Simone Pontiggia

Personal information
- Date of birth: 27 April 1993 (age 31)
- Place of birth: Lissone, Italy
- Position(s): Attacking Midfielder

Team information
- Current team: Sondrio

Youth career
- Milan
- 2011–2012: AlbinoLeffe

Senior career*
- Years: Team / Apps / (Gls)
- 2012–2014: AlbinoLeffe / 29 / (3)
- 2014–2015: Casertana / 14 / (0)
- 2015–2016: Monza / 8 / (1)
- 2016: Sondrio / 13 / (3)
- 2016: Folgore Caratese / 12 / (0)
- 2016–: Sondrio

International career
- 2012: Italy U20 Lega Pro / 1 / (1)

= Simone Pontiggia =

Italian footballer

Simone Pontiggia (born 27 April 1993) is an Italian footballer who plays as an attacking midfielder for Sondrio.

==Club career==

===Milan===
Born in Lissone, the Province of Monza–Brianza (historically part of Milan Province), Lombardy, Pontiggia started his career at A.C. Milan. He was part of the under-18 youth team (or called reserve B) in 2010–11 season, but also received call-up to the reserve A for the playoffs round. Previously he was part of Milan's under-17 team in 2009–10 season and was the joint-top-scorer of Milan's under-15 team in 2007–08 playoffs round with 2 goals (along with Alessandro De Respinis).

===AlbinoLeffe===
In August 2011 he was transferred to another Lombard club AlbinoLeffe along with Marvin Maietti and Matteo Doni.
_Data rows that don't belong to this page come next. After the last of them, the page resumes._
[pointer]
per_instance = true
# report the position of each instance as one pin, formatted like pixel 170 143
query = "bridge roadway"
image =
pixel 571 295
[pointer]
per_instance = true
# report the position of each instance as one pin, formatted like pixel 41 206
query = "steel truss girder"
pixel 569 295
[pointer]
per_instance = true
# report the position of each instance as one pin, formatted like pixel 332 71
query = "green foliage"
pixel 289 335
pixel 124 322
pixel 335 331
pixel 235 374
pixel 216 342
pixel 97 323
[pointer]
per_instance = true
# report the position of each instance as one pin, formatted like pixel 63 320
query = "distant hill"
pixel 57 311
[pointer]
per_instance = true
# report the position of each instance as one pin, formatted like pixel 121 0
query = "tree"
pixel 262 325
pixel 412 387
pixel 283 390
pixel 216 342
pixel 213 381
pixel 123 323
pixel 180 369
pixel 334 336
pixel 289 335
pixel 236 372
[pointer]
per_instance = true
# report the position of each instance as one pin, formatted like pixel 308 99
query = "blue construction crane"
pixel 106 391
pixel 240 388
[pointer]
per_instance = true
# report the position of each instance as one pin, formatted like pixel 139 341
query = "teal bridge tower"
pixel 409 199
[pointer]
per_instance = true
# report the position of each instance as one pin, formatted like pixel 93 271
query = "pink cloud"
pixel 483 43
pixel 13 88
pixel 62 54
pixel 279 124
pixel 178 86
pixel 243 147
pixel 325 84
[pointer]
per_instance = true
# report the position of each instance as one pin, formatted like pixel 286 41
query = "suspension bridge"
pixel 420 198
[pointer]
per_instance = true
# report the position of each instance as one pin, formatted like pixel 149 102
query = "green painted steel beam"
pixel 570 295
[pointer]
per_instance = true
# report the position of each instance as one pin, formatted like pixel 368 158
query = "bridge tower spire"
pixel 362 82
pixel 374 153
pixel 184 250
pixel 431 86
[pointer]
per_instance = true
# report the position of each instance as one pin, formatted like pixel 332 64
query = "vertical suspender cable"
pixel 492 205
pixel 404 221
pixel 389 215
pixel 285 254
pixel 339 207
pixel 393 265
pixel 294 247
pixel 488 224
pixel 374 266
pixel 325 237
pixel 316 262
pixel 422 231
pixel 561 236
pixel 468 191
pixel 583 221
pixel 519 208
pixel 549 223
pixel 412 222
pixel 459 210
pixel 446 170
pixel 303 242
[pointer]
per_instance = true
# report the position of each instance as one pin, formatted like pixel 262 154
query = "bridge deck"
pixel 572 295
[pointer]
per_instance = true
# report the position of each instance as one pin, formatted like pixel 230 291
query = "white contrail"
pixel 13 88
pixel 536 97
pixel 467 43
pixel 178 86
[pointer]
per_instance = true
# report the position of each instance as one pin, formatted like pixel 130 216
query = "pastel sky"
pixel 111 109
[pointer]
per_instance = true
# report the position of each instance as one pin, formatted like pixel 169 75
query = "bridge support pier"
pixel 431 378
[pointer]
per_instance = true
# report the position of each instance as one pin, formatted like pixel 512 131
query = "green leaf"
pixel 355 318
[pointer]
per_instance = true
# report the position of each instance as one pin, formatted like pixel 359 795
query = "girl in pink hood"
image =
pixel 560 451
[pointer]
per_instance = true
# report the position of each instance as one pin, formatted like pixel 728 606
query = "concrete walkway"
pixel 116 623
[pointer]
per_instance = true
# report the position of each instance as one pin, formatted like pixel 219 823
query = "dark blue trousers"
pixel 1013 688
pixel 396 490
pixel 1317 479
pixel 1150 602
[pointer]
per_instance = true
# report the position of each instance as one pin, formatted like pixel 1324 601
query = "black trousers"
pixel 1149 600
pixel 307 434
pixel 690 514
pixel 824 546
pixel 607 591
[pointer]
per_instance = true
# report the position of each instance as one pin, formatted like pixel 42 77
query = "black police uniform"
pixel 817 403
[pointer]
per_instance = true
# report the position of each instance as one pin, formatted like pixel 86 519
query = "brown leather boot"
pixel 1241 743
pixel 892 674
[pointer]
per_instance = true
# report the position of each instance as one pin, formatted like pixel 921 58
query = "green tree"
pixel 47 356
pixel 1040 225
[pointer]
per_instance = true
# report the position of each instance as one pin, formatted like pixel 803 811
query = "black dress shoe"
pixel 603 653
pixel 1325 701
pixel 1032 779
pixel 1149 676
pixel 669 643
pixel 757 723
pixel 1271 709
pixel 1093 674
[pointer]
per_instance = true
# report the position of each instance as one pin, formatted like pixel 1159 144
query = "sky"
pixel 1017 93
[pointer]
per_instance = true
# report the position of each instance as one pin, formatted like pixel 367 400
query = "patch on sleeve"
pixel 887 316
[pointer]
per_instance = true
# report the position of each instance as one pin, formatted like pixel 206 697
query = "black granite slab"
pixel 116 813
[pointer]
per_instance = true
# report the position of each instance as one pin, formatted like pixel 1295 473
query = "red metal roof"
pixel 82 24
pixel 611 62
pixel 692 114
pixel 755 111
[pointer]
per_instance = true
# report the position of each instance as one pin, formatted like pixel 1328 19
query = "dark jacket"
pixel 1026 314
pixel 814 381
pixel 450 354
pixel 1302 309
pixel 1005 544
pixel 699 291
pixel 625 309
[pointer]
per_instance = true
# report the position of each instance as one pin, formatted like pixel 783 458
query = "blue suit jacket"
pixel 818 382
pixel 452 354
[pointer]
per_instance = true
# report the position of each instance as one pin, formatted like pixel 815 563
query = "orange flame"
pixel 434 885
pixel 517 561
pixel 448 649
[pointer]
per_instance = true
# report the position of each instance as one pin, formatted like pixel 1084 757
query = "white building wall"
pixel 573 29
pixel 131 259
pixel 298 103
He won 2012 Trofeo Dossena with the reserve in June 2012. In 2012–13 season he made his professional debut, partially due to the club lack of new signing due to relegatation from Serie B and heavy point penalty in 2012–13 season due to involvement in 2011 Italian football scandal. However it still had heavy competition between the former youth products: Andrea Belotti, Massimiliano Pesenti and Manuel Personè (left in January 2013).

==International career==

===representative teams===
His performances at the start of 2012–13 season made him earned a call-up from the Lega Pro under-20 representative team (all born 1992 or after), and scored in his debut against Croatia U20 in October 2012, just 6 minute after he substituted Francesco Agnello. In December 2012 he received another call-up from Lega Pro, but from "U19 team" (despite the team consist of players born 1993 or after, the U19 A team in fact in born 1994 season), for a triangular tournament between U19 A team and Serie D representative team. However he withdrew.